DNA and PNA are both composed of the same nucleotides (top). But while the DNA backbone is made up of sugar phosphate molecules, the PNA has a polyamide backbone similar to that found in proteins. A chimeric primer (below) starts with a few units of PNA (red) followed by DNA (blue), which together bind to a target string of DNA (black).
On rare occasions, all-DNA primers sometimes bind to the wrong spot on the target molecule. For a number of complex reasons, the PNA-DNA primers generate fewer binding errors. Such specificity is important if you're trying to tell, say, whether a sample contains anthrax or Bacillus thuringiensis kurstaki, a common insecticide that is often mistaken for anthrax.
Because the PNA at the head of the primer isn't charged, it's much less sensitive to salt levels in the sample, whereas traditional PCR won't work unless the salt concentration is just right.

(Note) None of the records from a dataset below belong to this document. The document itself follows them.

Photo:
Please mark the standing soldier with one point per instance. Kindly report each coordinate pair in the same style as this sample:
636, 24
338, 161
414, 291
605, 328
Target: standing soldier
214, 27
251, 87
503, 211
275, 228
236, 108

PNA’s electronic neutrality also makes the reaction less sensitive to pH levels. Thus preparatory steps to get salt and pH levels just right are no longer needed, and the samples can be much less pure. A sample requiring PCR amplification is commonly treated by using DNA purification kits, which remove extraneous proteins and other material that might interfere with the amplification process. The chimeric primers don't need that step. The group tested samples with 100 milligrams of soil to a milliliter of water, in which all-DNA primers don't work at all, and found the chimeric primer produced results almost as good as in a pristine sample. This insensitivity of the process to sample purity increases testing speed while cutting costs. The process also worked in a drop of blood only slightly diluted with water; such a sample would stymie normal PCR because of salts and other components in the blood. Moreover, the PNA renders the primer unrecognizable to DNases and proteinases—that is, the enzymes that break down natural DNA and proteins. Again, it's the nonstandard backbone that accounts for the difference. With fewer molecules attacking the primer in the blood sample, more of it survives to find the target DNA, making the test more sensitive. In tests, the group found that, depending on the type of sample, their PNA primers cut prep time approximately in half and cut costs by two-thirds.
The PNA system has appeal for military and homeland security uses, but it could also be developed for food safety and environmental testing, or even medical diagnostics, the researchers say. They're hoping for funding to test the PNA method for other types of targets. For instance, they haven't yet shown that it can work in the reverse-transcription PCR assays required to detect RNA. But they see no reason that a chimeric primer wouldn't work there, too. "If you could do that, you could do HIV detection in blood without sample preparation," says Bortolin, who is currently a principal research scientist at Syracuse Research Corp. "That would be tremendously useful." It could mean a test in a doctor's office could detect actual virus in a few minutes, whereas today's quick tests can find only antibodies.